La conférence de presse de l’Association pour la promotion de l’Etat de droit (APED), pour proposer une solution de sortie de la crise qui secoue le Togo depuis août 2017, n’a pas pu avoir lieu ce mardi au CESAL. Tôt le matin, une horde de gendarmes a pris d’assaut l’enceinte avec pour raison principale, l’association organisatrice de la conférence de presse n’a pas de base légale.

Ce qui a amené les prêtres à sortir pour demander à  la gendarmerie de respecter les lieux. Sortie pour se poster devant la clôture, la gendarmerie veillait au grain. Arrivés aux alentours de 10 heures, les trois (3) conférenciers, Mes Djovi Gally, Zeus Ata Messan Ajavon et Jean Yaovi Dégli ont échangé pendant quelques minutes avec l’officier de gendarmerie qui commandait la troupe. Celui-ci leur a clairement dit que leur rencontre avec la presse ne peut pas tenir.

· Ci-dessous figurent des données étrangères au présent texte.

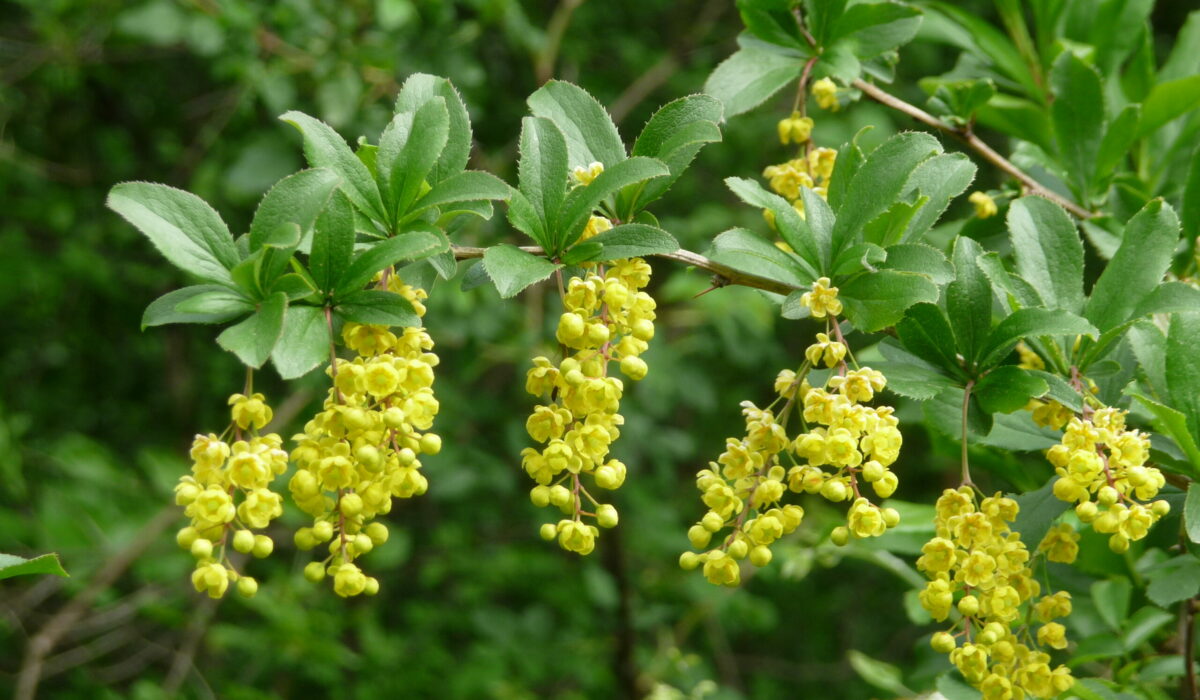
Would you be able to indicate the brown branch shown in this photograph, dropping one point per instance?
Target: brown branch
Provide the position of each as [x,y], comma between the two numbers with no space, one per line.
[65,618]
[976,144]
[723,274]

Selon Me Zeus Ajavon, l’APED a été créée le 5 octobre 1990, une date très importante dans l’histoire du Togo, et a même été représentée à la conférence nationale souveraine (CNS). Elle a, a-t-il poursuivi, organisé plusieurs colloques internationaux au Togo.

« Cet incident montre encore une fois qu’il y a une frilosité de la part des autorités qui nous gouvernent. Cela est tout simplement dommage parce que ça n’apporte rien de positif pour le pays », a déploré Me Gally.

Avant de partir du CESAL, les trois avocats ont accordé une interview à la presse, interview qui a arrêtée à l’approche des éléments de la gendarmerie.

Pour sortir de la crise togolaise, l’APED propose, dans une déclaration liminaire, la mise en place d’un gouvernement de transition avec un Premier ministre désigné au sein de l’opposition togolaise, une instance internationale ‘neutre et indépendante’ pour remplacer la Commission électorale nationale  indépendante (CENI), aux fins de garantir la transparence et l’équité des prochaines échéances électorales.

Une force de la CEDEAO devra être déployée sur l’ensemble du territoire national, avant, pendant et après les élections, comme ce fut le cas en 1993, avec les forces françaises et burkinabés, soutient l’association. « Cela permettra de rassurer les populations togolaises traumatisées », précisent les 3 avocats.

Six (6) mois après la mise en place du gouvernement issu des élections législatives, les états généraux de la défense nationale doivent être organisés pour trouver une solution définitive au problème récurrent armée/nation, notent-ils.

L’APED trouve que l’actuel chef de l’Etat, devra lui-même prendre la décision de ne pas se porter candidat à la prochaine élection présidentielle (en 2020) pour, dit-elle, répondre à l’esprit de la constitution de 1992.

Pour ce qui concerne les réformes politiques, l’APED propose des réformes constitutionnelles et institutionnelles de manière consensuelle, de préférence par voie parlementaire. Ces réformes doivent comporter la limitation du mandat présidentiel à deux fois 5 ans avec la formule querellée « en aucun cas, nul ne peut exercer plus de deux mandats ».

L’association demande également la libération totale et immédiate et sans condition de tous les prisonniers politiques.